En Suisse, un événement a constitué un tournant: l’attaque au couteau début mars 2024 contre un membre de la communauté juive de Zurich perpétrée par un jeune Zurichois radicalisé de 15 ans d’origine tunisienne. Par chance, le père de famille agressé a survécu. Mais la vie des israélites de Suisse en a été affectée. «Être reconnu comme tel comporte désormais un risque trop élevé pour beaucoup», relève le rapport.
Jonathan Kreutner observe que les autorités et le monde politique en Suisse ont réagi avec promptitude et fermeté face à cette flambée d’antisémitisme. Le conseiller fédéral socialiste Beat Jans a condamné l’attaque «en des termes très clairs jamais entendus à ce degré en Suisse». Le président de la Confédération Albert Rösti, issu de la droite conservatrice, a trouvé quant à lui «les mots justes», dit-il, dans un discours délivré lors d’une cérémonie. «Nous partageons votre tristesse et votre consternation», avait-il déclaré au nom de la Suisse après l’attaque du 7 octobre.

«Les coûts en matière de sécurité ont été adaptés à cette nouvelle réalité», précise encore Jonathan Kreutner.
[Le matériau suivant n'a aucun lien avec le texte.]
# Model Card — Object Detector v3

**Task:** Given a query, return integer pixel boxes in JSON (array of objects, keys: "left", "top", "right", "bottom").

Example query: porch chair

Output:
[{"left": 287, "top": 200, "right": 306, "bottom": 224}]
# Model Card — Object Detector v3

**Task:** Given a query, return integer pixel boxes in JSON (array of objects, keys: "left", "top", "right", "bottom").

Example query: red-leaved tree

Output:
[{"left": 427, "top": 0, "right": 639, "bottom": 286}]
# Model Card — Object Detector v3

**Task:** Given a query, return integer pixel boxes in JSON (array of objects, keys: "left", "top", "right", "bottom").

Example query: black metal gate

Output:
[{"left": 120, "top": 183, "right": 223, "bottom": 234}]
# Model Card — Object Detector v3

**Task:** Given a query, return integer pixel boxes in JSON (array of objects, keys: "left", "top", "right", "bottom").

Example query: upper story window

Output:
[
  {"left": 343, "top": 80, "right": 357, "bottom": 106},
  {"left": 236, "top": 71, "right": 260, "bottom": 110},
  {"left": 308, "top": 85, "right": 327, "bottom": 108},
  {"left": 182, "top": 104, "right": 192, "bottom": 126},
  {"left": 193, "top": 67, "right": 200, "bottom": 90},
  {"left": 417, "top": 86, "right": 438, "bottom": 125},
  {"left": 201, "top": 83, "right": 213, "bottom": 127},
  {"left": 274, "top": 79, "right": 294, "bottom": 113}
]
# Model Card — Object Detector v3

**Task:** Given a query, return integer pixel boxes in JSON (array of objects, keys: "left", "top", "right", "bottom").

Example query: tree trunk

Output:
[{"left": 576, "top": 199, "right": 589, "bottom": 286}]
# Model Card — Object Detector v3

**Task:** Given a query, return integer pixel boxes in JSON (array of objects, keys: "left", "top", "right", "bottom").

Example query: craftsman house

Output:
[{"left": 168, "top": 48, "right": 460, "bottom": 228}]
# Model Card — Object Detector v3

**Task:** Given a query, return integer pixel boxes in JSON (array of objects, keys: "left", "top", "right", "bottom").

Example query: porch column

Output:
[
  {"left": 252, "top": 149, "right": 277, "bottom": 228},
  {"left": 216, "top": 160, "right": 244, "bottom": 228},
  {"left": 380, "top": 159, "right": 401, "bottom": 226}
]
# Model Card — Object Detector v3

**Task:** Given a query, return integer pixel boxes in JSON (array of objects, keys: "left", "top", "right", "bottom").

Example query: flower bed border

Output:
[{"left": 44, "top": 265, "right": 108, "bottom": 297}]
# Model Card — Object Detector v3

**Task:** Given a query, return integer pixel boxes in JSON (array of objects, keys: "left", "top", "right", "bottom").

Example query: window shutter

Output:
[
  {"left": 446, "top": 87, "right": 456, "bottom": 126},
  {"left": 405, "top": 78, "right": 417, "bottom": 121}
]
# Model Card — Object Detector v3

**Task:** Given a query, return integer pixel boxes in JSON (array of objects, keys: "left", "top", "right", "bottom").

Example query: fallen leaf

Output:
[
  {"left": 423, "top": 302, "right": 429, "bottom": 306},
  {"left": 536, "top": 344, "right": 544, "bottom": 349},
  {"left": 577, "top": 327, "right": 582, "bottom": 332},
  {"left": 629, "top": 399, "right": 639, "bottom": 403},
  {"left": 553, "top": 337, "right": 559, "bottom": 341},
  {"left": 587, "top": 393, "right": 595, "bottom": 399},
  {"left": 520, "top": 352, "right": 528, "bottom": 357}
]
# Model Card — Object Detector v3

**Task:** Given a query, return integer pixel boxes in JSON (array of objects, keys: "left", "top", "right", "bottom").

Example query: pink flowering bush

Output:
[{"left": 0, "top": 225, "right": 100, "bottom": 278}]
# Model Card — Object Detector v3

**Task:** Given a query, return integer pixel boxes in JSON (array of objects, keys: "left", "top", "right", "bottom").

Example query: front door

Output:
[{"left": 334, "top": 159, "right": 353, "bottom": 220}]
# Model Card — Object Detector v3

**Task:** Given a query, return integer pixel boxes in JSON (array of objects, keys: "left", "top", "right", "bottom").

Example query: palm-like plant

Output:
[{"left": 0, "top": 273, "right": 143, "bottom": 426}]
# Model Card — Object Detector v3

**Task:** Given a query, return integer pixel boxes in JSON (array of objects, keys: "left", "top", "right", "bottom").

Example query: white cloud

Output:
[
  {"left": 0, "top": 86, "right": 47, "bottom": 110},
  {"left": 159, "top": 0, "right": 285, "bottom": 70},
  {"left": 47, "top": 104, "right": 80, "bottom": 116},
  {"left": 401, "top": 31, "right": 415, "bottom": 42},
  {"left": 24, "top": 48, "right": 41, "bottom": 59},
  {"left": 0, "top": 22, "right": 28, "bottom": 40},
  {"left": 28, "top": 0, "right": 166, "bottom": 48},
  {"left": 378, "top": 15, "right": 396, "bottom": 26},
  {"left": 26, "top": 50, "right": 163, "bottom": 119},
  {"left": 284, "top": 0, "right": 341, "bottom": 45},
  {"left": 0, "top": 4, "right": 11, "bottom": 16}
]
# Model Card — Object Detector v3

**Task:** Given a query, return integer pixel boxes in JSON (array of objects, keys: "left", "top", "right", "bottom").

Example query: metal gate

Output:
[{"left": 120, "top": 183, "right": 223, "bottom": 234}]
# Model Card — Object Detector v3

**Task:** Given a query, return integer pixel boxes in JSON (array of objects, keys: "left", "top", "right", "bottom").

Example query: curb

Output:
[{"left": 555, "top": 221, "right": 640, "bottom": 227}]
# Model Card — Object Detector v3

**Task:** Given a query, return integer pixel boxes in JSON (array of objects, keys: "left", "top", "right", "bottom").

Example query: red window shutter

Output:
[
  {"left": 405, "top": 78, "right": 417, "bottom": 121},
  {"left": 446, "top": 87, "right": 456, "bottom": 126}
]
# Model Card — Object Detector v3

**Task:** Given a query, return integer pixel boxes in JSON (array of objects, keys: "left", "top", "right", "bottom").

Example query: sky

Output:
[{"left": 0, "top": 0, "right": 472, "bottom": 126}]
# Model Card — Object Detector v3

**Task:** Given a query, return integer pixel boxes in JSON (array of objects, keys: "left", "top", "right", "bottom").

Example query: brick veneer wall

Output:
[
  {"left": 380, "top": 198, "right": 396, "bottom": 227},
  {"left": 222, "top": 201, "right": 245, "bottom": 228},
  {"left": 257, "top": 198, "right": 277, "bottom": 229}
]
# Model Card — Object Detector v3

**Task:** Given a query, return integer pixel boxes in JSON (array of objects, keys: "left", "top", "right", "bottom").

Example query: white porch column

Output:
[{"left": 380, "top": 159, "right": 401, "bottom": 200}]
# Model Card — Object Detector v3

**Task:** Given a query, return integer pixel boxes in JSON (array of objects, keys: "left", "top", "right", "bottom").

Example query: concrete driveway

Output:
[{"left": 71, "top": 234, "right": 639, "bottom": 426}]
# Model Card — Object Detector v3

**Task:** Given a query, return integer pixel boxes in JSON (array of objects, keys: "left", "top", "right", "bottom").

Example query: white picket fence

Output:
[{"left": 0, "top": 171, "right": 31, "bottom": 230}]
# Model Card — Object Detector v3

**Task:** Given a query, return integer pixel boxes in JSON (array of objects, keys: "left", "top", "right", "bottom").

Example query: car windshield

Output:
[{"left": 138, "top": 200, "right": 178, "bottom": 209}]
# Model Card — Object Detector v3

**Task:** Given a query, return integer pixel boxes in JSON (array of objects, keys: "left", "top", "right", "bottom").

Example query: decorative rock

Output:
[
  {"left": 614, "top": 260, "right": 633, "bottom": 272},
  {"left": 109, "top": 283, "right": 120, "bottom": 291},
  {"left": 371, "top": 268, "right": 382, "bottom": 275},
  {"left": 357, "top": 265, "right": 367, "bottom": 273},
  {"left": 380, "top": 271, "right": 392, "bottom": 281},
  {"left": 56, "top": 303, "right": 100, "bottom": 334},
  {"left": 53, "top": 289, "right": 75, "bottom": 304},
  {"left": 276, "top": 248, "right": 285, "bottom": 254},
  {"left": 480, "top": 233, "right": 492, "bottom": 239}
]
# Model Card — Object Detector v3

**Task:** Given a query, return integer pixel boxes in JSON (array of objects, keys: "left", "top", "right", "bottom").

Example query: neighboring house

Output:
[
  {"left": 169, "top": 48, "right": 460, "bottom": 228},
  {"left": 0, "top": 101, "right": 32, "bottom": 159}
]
L’évitement comme paravent
Selon une étude de la Haute école des sciences appliquées de Zurich (ZHAW), le sentiment subjectif de sécurité d’une majorité de juives et de juifs de Suisse est aujourd’hui en recul. Avec pour corollaire des personnes qui envisagent sérieusement de quitter la Suisse. Les concernant, les criminologues de la ZHAW évoquent un comportement «d’évitement» tendant à cacher leur judaïté ou à vouloir émigrer.
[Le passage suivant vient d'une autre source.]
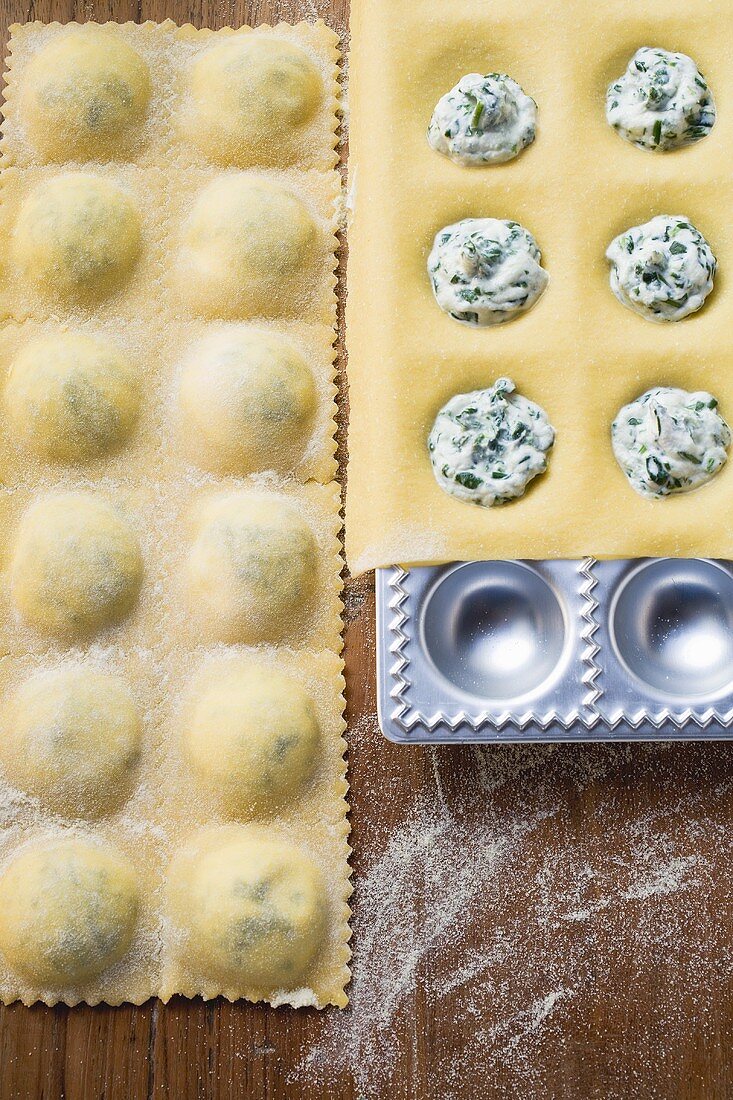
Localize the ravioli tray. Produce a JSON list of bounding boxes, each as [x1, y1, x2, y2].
[[376, 559, 733, 743]]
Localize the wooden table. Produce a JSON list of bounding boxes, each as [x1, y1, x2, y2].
[[2, 2, 733, 1097]]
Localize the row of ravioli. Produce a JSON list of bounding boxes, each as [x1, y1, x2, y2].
[[3, 21, 338, 169], [0, 321, 336, 484], [0, 824, 338, 1004], [0, 481, 340, 650], [0, 167, 337, 324]]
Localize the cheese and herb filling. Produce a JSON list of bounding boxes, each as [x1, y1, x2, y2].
[[428, 378, 555, 506], [606, 215, 716, 322], [606, 47, 716, 152], [612, 386, 730, 498], [427, 73, 536, 166], [428, 218, 548, 326]]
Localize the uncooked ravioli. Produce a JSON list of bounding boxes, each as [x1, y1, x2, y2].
[[184, 490, 318, 644], [19, 27, 151, 161], [0, 838, 139, 987], [4, 331, 140, 464], [166, 828, 326, 995], [0, 667, 141, 817], [9, 491, 143, 639], [176, 176, 317, 319], [13, 173, 142, 300], [183, 661, 320, 816], [181, 36, 323, 167], [177, 327, 316, 475]]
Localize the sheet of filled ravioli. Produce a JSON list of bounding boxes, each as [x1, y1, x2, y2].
[[347, 0, 733, 572], [0, 18, 349, 1010]]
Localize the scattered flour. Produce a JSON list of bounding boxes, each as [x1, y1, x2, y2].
[[288, 719, 733, 1099]]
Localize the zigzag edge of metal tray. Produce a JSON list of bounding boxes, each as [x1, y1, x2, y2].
[[376, 559, 733, 744]]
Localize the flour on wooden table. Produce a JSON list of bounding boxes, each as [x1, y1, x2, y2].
[[290, 719, 733, 1099]]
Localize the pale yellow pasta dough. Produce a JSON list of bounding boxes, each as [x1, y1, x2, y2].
[[10, 491, 143, 639], [167, 829, 326, 994], [4, 332, 140, 464], [185, 490, 318, 644], [18, 28, 151, 161], [347, 0, 733, 568], [178, 327, 317, 474], [0, 667, 141, 817], [13, 173, 142, 300], [181, 37, 323, 167], [183, 663, 320, 816], [0, 838, 139, 986], [176, 176, 317, 318]]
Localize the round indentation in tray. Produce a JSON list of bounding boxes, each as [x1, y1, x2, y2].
[[610, 559, 733, 700], [420, 561, 566, 700]]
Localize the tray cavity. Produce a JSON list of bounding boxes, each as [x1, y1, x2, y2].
[[610, 559, 733, 701], [420, 562, 567, 700]]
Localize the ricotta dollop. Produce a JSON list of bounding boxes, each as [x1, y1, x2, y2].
[[427, 73, 536, 166], [606, 47, 715, 152], [428, 378, 555, 506], [428, 218, 548, 326], [612, 386, 730, 498], [606, 215, 716, 322]]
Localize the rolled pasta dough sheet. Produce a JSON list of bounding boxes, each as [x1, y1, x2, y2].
[[346, 0, 733, 573]]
Le nombre d’Helvètes de confession juive qui envisagent de partir vers Israël a augmenté de 10% sur une année, pour atteindre dorénavant une part de 28,4%.
Mais il n’y a pas eu jusqu’ici en Suisse de vague comme après la guerre des Six Jours en 1967 ou lorsqu’Israël a connu son boom économique au tournant du millénaire. De toute façon, les raisons de la croissance constante de la communauté suisse en Israël sont plus complexes qu’ailleurs.
Cette migration est souvent circulaire, beaucoup reviennent en effet après un certain temps. Voilà pourquoi leur nombre sur place reste stable depuis plusieurs années, autour de 18’000, en dépit d’une émigration continue.
«Chaque personne possède son histoire. Certaines déménagent pour des raisons professionnelles. D’autres se marient en Israël ou y sont attirées pour des questions culturelle ou religieuse», a détaillé Ralph Steigrad sur le portail Audiatur Online. Brossant le portrait d’une communauté hétérogène, il a évoqué aussi la présence «de juifs suisses ultra-orthodoxes qui ont peu de contacts avec le reste de la communauté».
La pyramide des âges montre également que le taux de natalité excède au sein de cette communauté la moyenne des Suisses de l’étranger.
Le principal moteur de la courbe de croissance repose sur les émigrés sans pouvoir dire encore de façon évidente si le ressentiment anti-juif est la seule raison des départs.
Ces ressentiments se sont «consolidés à un niveau élevé», conclut la Fédération suisse des communautés israélites. Elle demande, comme les années précédentes, des «mesures efficaces», désormais encore plus urgentes.